The lovely husband got home second tonight. He walked into the house with a bouquet of flowers in his hand. Oooh!! what are those? E asked. L echoed: oooh!! Their daddy said to them: "they're flowers for Mommy!"

E asked: can I see? and her daddy said, "come here, you can give them to her."

L ran faster. She grabbed the flowers from her daddy and repeated herself. Oooh!!

E moaned. I wanted to give them to Mommy!

The daddy replied: "Come here and hold them together and you can both give them to her."

And so they did. From the edge of the kitchen to my corner of the couch, they walked slowly together, flowers in hand(s), looking like lovely conjoined flower girls in a solemn wedding processional. Slowly they walked, carefully, step by step by step, clutching the beautiful roses so carefully, so deliberately, walking in sync and slowly, until they delivered their fragrant parcel to me.

All without ever once averting their eyes from their beloved animated playmate.

Flowers for Mama. But don't look at Mama.

They did it half-right. But Lovely Husband, you still get full credit. 'Twas a sweet surprise.

Monday, July 13, 2009

Start spreading the news

This weekend we told E about her future sibling, Groundhog. She received the information well. Yay! Yay! Yay!

And then she questioned: she lifted my shirt and poked me in the navel. There’s a baby in there?

And then she saddened: But I don’t want there to be three of us. I like us now, not with three of us.

And then she vacillated: I don’t want you to have three kids. I want you to have SIXTEEN kids!

And the she sought validation: but I’m still your first baby, right, Mama?

And then she found her niche: I’m a big sister and I’m going to be a big BIG sister and L’s never been a big sister and I’m going to teach her EVERYTHING I KNOW!

All week long we passed a candy shop on the boardwalk selling Uglydolls and a bright purple one kept beckoning to E. Yesterday while L napped I took E back to the beach one last time so we could collect a few more rocks and shells and say goodbye to this place that has so captured her heart. As we passed the candy shop for the final time on our last walk away from the beautiful Atlantic waves, I paused.

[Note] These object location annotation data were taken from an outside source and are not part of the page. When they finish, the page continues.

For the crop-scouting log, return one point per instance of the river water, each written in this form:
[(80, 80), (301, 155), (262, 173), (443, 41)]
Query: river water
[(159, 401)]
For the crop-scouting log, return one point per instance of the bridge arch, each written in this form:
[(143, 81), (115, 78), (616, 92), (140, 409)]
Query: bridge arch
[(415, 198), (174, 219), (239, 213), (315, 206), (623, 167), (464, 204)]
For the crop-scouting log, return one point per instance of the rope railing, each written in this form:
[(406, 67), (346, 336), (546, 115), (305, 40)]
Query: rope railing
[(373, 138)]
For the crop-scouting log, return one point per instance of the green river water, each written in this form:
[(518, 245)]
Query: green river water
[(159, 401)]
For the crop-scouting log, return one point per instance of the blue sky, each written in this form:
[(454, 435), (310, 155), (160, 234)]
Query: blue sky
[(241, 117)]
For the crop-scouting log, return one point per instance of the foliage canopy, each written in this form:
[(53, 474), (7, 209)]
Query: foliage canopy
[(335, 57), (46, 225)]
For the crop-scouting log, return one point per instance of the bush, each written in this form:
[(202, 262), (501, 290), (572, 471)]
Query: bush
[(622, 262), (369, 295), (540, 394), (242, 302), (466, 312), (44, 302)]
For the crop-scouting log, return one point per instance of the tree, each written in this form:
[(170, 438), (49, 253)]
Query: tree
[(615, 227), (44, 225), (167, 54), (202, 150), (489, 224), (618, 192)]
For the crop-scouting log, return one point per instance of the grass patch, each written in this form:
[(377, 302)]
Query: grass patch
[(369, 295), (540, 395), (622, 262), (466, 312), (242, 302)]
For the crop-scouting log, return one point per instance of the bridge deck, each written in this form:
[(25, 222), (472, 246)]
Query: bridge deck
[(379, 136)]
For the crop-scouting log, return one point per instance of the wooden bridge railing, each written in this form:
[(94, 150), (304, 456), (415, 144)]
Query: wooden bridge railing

Thinking why not get the girls a memento, I bought the bright purple doll for E and a pink counterpart for her sister.

We ran into the house one last time just as L finished her nap and the lovely husband finished our packing. E rushed to her sister (who, yes, was so thoroughly tuckered from our morning adventure that she fell asleep half-naked on the floor) and presented her with her new pink bundle of joy.


Having delivered her sister's gift, E then ran to find her daddy. She proudly held her purple doll up high for him to see. Daddy! Daddy, look! This is my new kid. I just got him. I just got him out. He was in my belly.